1. Les causes RR.2020.60, RR.2020.61, RR.2020.62, RR.2020.63, RR.2020.64 et RR.2020.65 sont jointes.

2. Les causes RR.2020.60, RR.2020.61, RR.2020.62, RR.2020.63, RR.2020.64 et RR.2020.65 sont rayées du rôle par suite de retrait des recours.

3. Un émolument de CHF 1’000.-- est mis à la charge solidaire des parties recourantes.
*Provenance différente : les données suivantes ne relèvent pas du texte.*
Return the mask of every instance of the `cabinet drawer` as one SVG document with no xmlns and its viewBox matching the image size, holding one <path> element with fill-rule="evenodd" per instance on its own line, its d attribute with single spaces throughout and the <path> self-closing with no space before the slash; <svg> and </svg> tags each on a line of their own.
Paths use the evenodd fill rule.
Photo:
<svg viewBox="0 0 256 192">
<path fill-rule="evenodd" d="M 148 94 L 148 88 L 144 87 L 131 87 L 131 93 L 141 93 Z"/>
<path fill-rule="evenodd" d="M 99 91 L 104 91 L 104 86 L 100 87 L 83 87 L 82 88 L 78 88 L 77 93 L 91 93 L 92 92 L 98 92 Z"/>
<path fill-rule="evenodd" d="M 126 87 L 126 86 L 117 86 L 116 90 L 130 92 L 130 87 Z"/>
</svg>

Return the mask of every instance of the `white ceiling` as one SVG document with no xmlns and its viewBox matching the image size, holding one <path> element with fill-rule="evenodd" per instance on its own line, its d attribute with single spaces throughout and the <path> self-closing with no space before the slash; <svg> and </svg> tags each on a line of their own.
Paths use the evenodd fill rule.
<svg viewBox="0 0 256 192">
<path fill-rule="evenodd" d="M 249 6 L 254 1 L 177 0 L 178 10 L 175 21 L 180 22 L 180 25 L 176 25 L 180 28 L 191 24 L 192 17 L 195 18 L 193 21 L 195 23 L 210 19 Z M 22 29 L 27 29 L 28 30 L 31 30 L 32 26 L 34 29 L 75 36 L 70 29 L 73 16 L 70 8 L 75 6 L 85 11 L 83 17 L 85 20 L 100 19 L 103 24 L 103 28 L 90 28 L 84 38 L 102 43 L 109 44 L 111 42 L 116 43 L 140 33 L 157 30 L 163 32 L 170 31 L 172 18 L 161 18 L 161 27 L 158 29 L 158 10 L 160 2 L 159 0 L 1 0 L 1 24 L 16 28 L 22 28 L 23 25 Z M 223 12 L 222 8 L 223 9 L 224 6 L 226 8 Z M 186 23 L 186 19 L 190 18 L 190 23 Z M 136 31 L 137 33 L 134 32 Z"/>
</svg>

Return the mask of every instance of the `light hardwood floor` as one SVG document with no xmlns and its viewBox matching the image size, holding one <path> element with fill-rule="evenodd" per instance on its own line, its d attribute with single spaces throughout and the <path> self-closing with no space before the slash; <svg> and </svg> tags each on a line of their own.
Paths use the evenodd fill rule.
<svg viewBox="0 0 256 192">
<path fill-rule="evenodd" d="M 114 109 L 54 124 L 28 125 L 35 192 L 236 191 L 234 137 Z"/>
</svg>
Bellinzone, le 19 mai 2020

Au nom de la Cour des plaintes du Tribunal pénal fédéral

Le président: La greffière:

Distribution

- Me Garen Ucari, avocat - Ministère public du canton de Genève - Office fédéral de la justice, Unité Entraide judiciaire

Indication des voies de recours Le recours contre une décision en matière d’entraide pénale internationale doit être déposé devant le Tribunal fédéral dans les 10 jours qui suivent la notification de l’expédition complète (art. 100 al. 1 et 2 let. b LTF).

Le recours n’est recevable contre une décision rendue en matière d’entraide pénale internationale que s’il a pour objet une extradition, une saisie, le transfert d’objets ou de valeurs ou la transmission de renseignements concernant le domaine secret et s’il concerne un cas particulièrement important (art. 84 al. 1 LTF). Un cas est particulièrement important notamment lorsqu’il y a des raisons de supposer que la procédure à l’étranger viole des principes fondamentaux ou comporte d’autres vices graves (art. 84 al. 2 LTF).